Today’s battles include “using all constitutional and legal mechanisms to demand an end to the violation of human rights” and “becoming aware of the deterioration the country has suffered and making the necessary decisions for a relevant change in leadership” so that new leaders “will have a greater commitment to the people and not to their parties or ideologies,” Archbishop José Luis Azuaje Ayala of Maracaibo said July 7.
Other battles the country must engage in include, he said, “establishing ourselves as a people-nation”, “taking up again the vocation to citizenship”, “the battle for quality education”, and “recognizing ourselves as beings with dignity and working and journeying together to build fraternity and social friendship.”
Under the socialist administration of Nicolas Maduro, Venezuela has been marred by violence, political and social upheaval, with severe shortages of food and medicine, high unemployment, power outages, and hyperinflation. Over four million Venezuelans have emigrated since 2015.
The independent Venezuelan non-governmental organization Provea reported March 9, 2021, that at least 2,853 people were killed by the state’s armed forces in 2020.

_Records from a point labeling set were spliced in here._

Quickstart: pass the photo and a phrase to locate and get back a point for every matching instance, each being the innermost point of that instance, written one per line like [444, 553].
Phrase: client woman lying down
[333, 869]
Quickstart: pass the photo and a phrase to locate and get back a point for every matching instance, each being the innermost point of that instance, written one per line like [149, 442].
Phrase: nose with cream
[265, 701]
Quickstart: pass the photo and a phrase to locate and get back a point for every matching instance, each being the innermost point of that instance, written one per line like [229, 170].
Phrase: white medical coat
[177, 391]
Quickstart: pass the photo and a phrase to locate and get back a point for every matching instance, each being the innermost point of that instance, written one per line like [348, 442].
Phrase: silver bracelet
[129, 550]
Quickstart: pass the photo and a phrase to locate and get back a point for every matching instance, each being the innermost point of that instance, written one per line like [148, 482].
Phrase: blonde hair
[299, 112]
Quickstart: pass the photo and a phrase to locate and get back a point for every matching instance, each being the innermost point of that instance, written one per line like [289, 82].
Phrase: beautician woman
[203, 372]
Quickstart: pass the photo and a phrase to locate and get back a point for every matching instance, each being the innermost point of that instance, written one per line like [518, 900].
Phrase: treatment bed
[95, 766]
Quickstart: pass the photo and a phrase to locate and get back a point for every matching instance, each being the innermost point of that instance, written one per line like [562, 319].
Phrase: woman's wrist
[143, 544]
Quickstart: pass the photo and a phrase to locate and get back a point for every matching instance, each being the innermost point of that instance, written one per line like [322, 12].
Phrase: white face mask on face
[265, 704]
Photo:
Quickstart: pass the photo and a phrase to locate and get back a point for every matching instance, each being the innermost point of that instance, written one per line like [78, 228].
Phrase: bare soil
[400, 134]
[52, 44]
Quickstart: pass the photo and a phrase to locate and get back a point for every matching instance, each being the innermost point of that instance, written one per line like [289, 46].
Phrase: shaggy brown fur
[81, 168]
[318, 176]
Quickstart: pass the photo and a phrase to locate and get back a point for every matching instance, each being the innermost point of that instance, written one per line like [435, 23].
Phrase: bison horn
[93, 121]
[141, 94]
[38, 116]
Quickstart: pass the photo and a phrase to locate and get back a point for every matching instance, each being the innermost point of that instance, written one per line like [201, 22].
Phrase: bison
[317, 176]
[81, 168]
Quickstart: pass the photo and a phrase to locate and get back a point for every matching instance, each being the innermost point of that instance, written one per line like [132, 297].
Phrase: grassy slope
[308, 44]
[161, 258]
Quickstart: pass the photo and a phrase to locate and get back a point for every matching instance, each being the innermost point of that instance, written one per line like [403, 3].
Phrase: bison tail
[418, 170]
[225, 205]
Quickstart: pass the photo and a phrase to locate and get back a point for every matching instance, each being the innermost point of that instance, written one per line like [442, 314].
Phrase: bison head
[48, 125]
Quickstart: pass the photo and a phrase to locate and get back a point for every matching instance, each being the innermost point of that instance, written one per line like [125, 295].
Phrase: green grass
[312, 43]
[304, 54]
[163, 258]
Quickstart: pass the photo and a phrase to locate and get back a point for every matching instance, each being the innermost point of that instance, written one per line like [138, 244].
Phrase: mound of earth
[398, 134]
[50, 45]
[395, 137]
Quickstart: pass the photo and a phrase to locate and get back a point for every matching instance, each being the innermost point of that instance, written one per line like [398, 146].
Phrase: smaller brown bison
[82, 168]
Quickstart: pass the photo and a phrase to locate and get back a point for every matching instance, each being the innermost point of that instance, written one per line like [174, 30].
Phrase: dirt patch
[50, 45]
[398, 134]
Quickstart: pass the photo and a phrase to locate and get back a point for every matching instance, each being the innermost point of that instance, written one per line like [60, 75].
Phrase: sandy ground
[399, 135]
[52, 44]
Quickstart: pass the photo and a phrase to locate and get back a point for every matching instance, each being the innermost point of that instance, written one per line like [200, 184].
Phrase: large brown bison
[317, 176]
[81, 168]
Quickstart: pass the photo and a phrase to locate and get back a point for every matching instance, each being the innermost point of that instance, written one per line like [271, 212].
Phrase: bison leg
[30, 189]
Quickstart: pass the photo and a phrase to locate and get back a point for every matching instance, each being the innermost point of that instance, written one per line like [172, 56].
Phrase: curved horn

The collaborative platform Monitor de Víctimas reported 87 extrajudicial executions from June 1, 2020 to March 22, 2021, according to a June 2021 document from the Office of the United Nations High Commissioner for Human Rights.
Given the situation in the country, Archbishop Azuaje stressed there is an urgent need “to re-found the nation,” the nation being “a symbolic entity that culturally links the state territory with the citizenship, creating the loyalty and cohesion necessary so that the link between the state and the citizenry is permanent and stable over time.”
That link, the archbishop continued, “is currently broken and therefore it must be refounded.” “We must once again regain the strength to be ‘subjects’ (free individuals, the philosophical term), regain autonomy and freedom as citizens and as a nation in the face of the foreign political-cultural invasion in which we find ourselves. There can be no freedom without a ‘subject’ who takes up that value,” he added.
Archbishop Azuaje said that “reconstruction, remaking the nation, rehabilitating politics, is not done overnight, nor is it done using the same traditional methods of previous years.”
He said that what must be done is “to approach one another, express ourselves, listen to each other, look at each other, know each other, try to understand each other, look for points of contact.”
“The very serious problem in our country today is that everyone wants to go their own way. Journeying together is the constitutive path of the Church and, we could say, of the people,” the archbishop said.
Archbishop Azuaje said that today is a time of grace, of inculturation, of listening, of encounter, of proclamation, of “building bridges rather than walls” and of “creating a better and greater us.”
“Only out of the freedom to express ourselves, to listen to each other, to dialogue, take advice, judge and evaluate what we have experienced, make decisions together, can changes in our society be possible,” he concluded.